Re: [PATCH v3 0/3] create sysfs representation of ACPI HMAT

* Re: [PATCH v3 0/3] create sysfs representation of ACPI HMAT
       [not found] <20171214021019.13579-1-ross.zwisler@linux.intel.com>
@ 2017-12-14 13:00 ` Michal Hocko
       [not found]   ` <20171214130032.GK16951-2MMpYkNvuYDjFM9bn6wA6Q@public.gmane.org>
  0 siblings, 1 reply; 22+ messages in thread
From: Michal Hocko @ 2017-12-14 13:00 UTC (permalink / raw)
  To: Ross Zwisler
  Cc: linux-kernel, Anaczkowski, Lukasz, Box, David E, Kogut, Jaroslaw,
	Koss, Marcin, Koziej, Artur, Lahtinen, Joonas, Moore, Robert,
	Nachimuthu, Murugasamy, Odzioba, Lukasz, Rafael J. Wysocki,
	Rafael J. Wysocki, Schmauss, Erik, Verma, Vishal L, Zheng, Lv,
	Andrew Morton, Balbir Singh, Brice Goglin <br>

[CC linix-api]

On Wed 13-12-17 19:10:16, Ross Zwisler wrote:
> This is the third revision of my patches adding a sysfs representation
> of the ACPI Heterogeneous Memory Attribute Table (HMAT).  These patches
> are based on v4.15-rc3 and a working tree can be found here:
> 
> https://git.kernel.org/pub/scm/linux/kernel/git/zwisler/linux.git/log/?h=hmat_v3
> 
> My goal is to get these patches merged for v4.16.

Has actually reviewed the overal design already for this to be 4.16
thing? I do not see any acks/reviewed-bys in any of the patches...

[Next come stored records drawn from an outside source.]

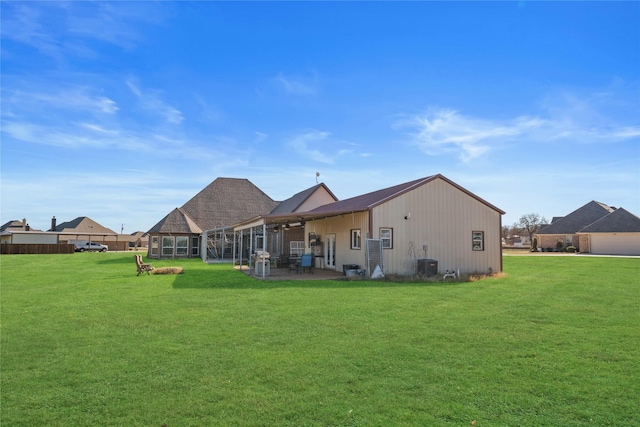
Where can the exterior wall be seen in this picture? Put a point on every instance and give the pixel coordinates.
(546, 241)
(341, 226)
(443, 218)
(33, 238)
(190, 246)
(615, 243)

> Changes from previous version (https://lkml.org/lkml/2017/7/6/749):

... comments on this last posting are touching the surface rather than
really discuss the overal design.

>  - Changed "HMEM" to "HMAT" and "hmem" to "hmat" throughout to make sure
>    that this effort doesn't get confused with Jerome's HMM work and to
>    make it clear that this enabling is tightly tied to the ACPI HMAT
>    table.  (John Hubbard)
> 
>  - Moved the link in the initiator (i.e. mem_init0/mem_tgt2) from
>    pointing to the "mem_tgt2/local_init" attribute group to instead
>    point at the mem_tgt2 target itself.  (Brice Goglin)
> 
>  - Simplified the contents of both the initiators and the targets so
>    that we just symlink to the NUMA node and don't duplicate
>    information.  For initiators this means that we no longer enumerate
>    CPUs, and for targets this means that we don't provide physical
>    address start and length information.  All of this is already
>    available in the NUMA node directory itself (i.e.
>    /sys/devices/system/node/node0), and it already accounts for the fact
>    that both multiple CPUs and multiple memory regions can be owned by a
>    given NUMA node.  Also removed some extra attributes (is_enabled,
>    is_isolated) which I don't think are useful at this point in time.
> 
> I have tested this against many different configs that I implemented
> using qemu.

What is the testing procedure? How can I setup qemu to simlate such HW?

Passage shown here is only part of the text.